- We upgrade our recommendation on Guinness Anchor Bhd (GAB) from HOLD to BUY with a higher DCF-derived fair value of RM14.20/share, which implies an FY15F PE of 19x.
- Although GAB’s earnings are generally stronger in the 1H, its FY15 interim earnings came in well ahead of both our and consensus estimates (66% vs. the usual 57%).
- GAB reported a 2QFY15 net profit of RM76mil – its highest quarterly earnings in the past eight years – to lift its 1HFY15 earnings to RM131mil. As expected, an interim dividend of 20 sen/share was also declared.
- Management attributes its sequentially stronger performance to higher MLM demand (from year-end festivities and reduction in contraband beers) and better cost management. Its EBITDA margin was a tad higher as net profit growth outpaced that of revenue, at 39% and 33%, respectively.
- The positive volume growth during the quarter was contrary to indications from the consumer sentiment index (as tracked by MIER), which showed waning consumer confidence. The index had recorded a 15-point decline over the same period.
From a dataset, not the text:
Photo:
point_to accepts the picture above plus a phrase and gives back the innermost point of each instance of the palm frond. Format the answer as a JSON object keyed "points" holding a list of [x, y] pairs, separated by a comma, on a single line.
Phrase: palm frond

- Cumulatively, GAB’s 1HFY15 revenue and earnings were higher by 11% and 13% YoY. The growth was mainly driven by the recovery in MLM volumes and its favourable pricing structure (March 2014 price hike). We opine that the impact from its premiumisation strategy has yet to flow through given that its EBITDA margin remained flat at 21%.
- At its briefing, management shared that its MLM volumes are on the rebound, having fallen by 6.6% in FY14. The 6% YoY growth in 1HFY15 was led by the better-than-expected sales of its three core brands, namely Tiger, Guinness and Heineken.
- Looking ahead, we expect its earnings momentum to remain intact in 3QFY15 due to:- (1) the seasonal effect of CNY, which occurs a month later this year (19 Feb 2015 vs. 31 Jan 2014); (2) pre-GST loading activities (implementation in April); and (3) the 3%-5% price hike effective 29 Dec 2014.
- That said, we caution that earnings could hit a soft patch in 4QFY15 before picking up again as we expect MLM volumes to decline amidst the uncertainties in the GST rollout. Cognisant of this, management had said that it will increase its brand activation activities to support its volumes ahead.
- Taking into account the aforementioned, we have thus raised GAB’s FY15F-FY17F earnings by 6%-9%. Our parallel increase in its NDPS translates to average yields of 6%. This is based on payout ratios of ~95%.
- Having retraced by 40% from its high in June 2013, the stock is currently trading at a forward PE of 17x, its 5-year mean. We believe a premium is justified given the stock’s resilient earnings profile and attractive yields.